Heart Failure (HF) is chronic condition in which the heart is unable to supply sufficient oxygen for the normal functions of body tissues. Its commonality and high mortality rate make it a major health problem not only in the United States, but also worldwide. As of late, an estimated 23 million people worldwide are living with HF (Gaggin & Januzzi, 2013). Finding non-invasive means for the accurate diagnosis, prognosis and guided therapy of HF has become imperative. Biomarkers are non-invasive objective tools that are indicative of a biological state or condition. Ideal biomarkers are safe, easy to measure and are consistent across sex, ethnic groups, and other stratifying factors. In the case of HF, biomarkers have impacted the way that the illness is diagnosed and monitored (Gaggin & Januzzi, 2013). Since natriuretic peptides (NPs) were discovered in 1985, they have been established as the best biomarkers of HF (Loncar et al., 2014). Their prognostic abilities and therapeutic values are well established. Although NPs are considered to be the “gold standard” biomarkers of HF, they face several limitations and setbacks. Factors known to influence the clinical interpretation of NPs include age, obesity, atrial arrhythmias, renal failure, and structural heart disease beyond the clinical diagnosis of HF (Loncar et al., 2014). In 2007, The National Academy of Clinical Biochemistry (NACB) set comparable goals in a consensus document that states that a biomarker in HF ideally enables clinicians to: “identify possible underlying (and potentially reversible) causes of HF; confirm the presence or absence of the HF syndrome; and estimate the severity of HF and the risk of disease progression” (Tang et al., 2007). Remarkably, NPs failed to meet the standards set by the NACB. Additionally, no other available biomarkers for HF have satisfied these guidelines. The lack of a sufficient and capable biomarker for HF, furthers the need for the discovery of new biomarker that have discriminatory powers under a variety of demographic and clinical settings.

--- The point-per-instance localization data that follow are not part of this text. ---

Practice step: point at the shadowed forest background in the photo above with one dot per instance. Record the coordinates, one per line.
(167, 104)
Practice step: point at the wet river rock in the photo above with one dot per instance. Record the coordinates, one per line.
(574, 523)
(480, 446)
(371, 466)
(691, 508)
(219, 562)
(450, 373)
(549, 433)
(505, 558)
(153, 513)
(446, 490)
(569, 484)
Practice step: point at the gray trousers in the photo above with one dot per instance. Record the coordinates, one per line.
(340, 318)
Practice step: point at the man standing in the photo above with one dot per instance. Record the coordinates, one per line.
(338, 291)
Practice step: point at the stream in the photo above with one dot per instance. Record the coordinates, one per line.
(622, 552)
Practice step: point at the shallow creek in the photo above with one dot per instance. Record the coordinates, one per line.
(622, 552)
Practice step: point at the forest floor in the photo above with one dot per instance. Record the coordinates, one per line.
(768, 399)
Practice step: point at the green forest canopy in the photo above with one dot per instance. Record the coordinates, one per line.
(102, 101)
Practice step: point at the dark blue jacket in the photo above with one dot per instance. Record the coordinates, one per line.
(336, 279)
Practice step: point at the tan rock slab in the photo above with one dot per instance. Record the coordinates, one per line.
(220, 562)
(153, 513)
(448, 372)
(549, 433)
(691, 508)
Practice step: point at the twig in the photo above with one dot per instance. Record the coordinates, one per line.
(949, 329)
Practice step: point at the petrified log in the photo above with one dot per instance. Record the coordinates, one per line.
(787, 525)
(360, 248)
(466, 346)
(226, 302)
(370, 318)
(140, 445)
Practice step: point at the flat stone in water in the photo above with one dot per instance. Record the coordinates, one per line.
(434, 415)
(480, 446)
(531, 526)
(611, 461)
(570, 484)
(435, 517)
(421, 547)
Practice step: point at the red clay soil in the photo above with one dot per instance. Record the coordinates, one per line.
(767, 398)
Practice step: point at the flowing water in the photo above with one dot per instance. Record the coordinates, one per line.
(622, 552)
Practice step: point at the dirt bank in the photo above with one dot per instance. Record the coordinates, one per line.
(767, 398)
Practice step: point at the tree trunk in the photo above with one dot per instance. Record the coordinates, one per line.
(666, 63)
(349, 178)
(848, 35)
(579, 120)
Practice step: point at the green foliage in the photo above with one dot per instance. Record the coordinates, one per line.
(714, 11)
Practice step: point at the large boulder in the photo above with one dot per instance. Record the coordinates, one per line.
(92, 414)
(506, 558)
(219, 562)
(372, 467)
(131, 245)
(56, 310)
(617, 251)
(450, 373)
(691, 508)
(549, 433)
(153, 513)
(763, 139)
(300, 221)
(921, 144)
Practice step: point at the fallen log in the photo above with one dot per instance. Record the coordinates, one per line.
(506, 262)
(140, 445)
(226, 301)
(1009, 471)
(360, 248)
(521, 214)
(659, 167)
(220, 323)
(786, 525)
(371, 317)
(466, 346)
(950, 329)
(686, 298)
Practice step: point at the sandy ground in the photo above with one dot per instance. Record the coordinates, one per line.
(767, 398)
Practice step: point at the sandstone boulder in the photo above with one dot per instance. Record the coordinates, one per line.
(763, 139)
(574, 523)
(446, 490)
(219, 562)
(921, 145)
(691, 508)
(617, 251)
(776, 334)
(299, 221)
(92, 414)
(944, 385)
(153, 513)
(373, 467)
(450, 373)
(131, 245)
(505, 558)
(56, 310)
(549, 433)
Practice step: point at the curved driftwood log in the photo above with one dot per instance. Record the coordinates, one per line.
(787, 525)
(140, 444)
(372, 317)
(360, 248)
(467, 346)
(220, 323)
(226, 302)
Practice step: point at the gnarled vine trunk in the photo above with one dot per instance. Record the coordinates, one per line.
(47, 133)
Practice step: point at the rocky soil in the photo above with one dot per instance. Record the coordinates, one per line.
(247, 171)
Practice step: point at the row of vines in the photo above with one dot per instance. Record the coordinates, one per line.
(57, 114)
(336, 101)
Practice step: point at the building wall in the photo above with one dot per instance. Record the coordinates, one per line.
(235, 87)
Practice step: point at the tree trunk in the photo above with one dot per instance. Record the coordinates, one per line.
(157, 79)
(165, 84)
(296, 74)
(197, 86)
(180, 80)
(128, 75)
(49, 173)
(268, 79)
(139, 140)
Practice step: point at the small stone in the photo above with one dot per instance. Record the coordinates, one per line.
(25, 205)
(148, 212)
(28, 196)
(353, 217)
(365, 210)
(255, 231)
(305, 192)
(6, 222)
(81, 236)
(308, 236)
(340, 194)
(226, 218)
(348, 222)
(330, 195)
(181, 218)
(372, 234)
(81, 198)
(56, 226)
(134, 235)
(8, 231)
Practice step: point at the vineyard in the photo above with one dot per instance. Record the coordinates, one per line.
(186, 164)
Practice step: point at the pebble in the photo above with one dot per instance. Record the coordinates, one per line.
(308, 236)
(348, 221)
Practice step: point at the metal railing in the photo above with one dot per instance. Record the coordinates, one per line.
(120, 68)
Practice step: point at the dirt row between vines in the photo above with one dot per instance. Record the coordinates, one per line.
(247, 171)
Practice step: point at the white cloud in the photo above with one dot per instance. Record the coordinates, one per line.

We hypothesize that it is possible to identify candidate biomarkers of heart failure by combining multiple datasets in an analytically structured framework.
Materials and Methods
This study combines three microarray datasets of studies pertaining to HF with one RNA-Seq HF dataset through the use of an analytically structured framework. It jointly pre-processes and analyzes the data to produce a list of possible biomarkers for heart failure. A joint analysis of datasets from RNA-Seq and Microarray data has proved to be difficult in the past due to the vastly different technical modalities employed by the platforms. This study was able to overcome the barrier of combining RNA-Seq datasets with Microarray datasets, thus maximizing the potential of all the candidate biomarkers produced. The R-Programming language (R Development Core Team, 2008) and several Bioconductor packages were used to perform all statistical analysis steps in the framework created by the study. The R-Programming environment was chosen due to its ease in enabling statistical computation and graphics. It is useful for a large number of statistical procedures. Figure 1 gives a breakdown of the study design and framework created by the study.
Figure 1: Study Design
Figure 1 gives an apt description of the analytical structured framework created by the study. It outlines the methodology of the study.
Data used in this research was gathered from the National Center for Biotechnology Information (NCBI). Four microarray datasets and one RNA-Seq dataset of studies pertaining to HF were gathered from the site. The datasets were chosen based on large sample sizes and high patient variation (race, gender etc.). Four microarray datasets pertaining to heart failure: GSE42955 (Molina-Navarro et al., 2013 ), GSE57338 (Liu et al., 2015), GSE1145 (“Changes in cardiac transcription profiles brought about by heart failure”) and one dataset, GSE59867 (Maciejak et al., 2015) containing the plasma expression values of heart failure patients were chosen. In all of the datasets above sans, GSE59867, the data were taken from the heart tissue of both non-HF and HF candidates. The data from the GSE59867 dataset were taken from the blood of non-HF and HF patients. One RNA-Seq dataset, GSE55296 (Tarazón et al., 2014) which used the RNA-Seq chip, AB 5500xl Genetic Analyzer (Homo sapiens), was used. The data for this dataset were taken from the heart tissue of HF and non-HF patients. Data for the microarray datasets used were gathered using various microarray chips. The data for the GSE42955 and GSE59867 was taken using the Affymetrix Human Gene 1.0 ST Array chip. The data for the GSE1145 dataset was gathered using the Affymetrix Human Genome U133 Plus 2.0 Array and Affymetrix Human Genome U95 Version 2 Array chips. The GSE57338 dataset was configured using the Affymetrix Human Gene 1.1 ST Array chip. More information about the datasets can be found in Table 1.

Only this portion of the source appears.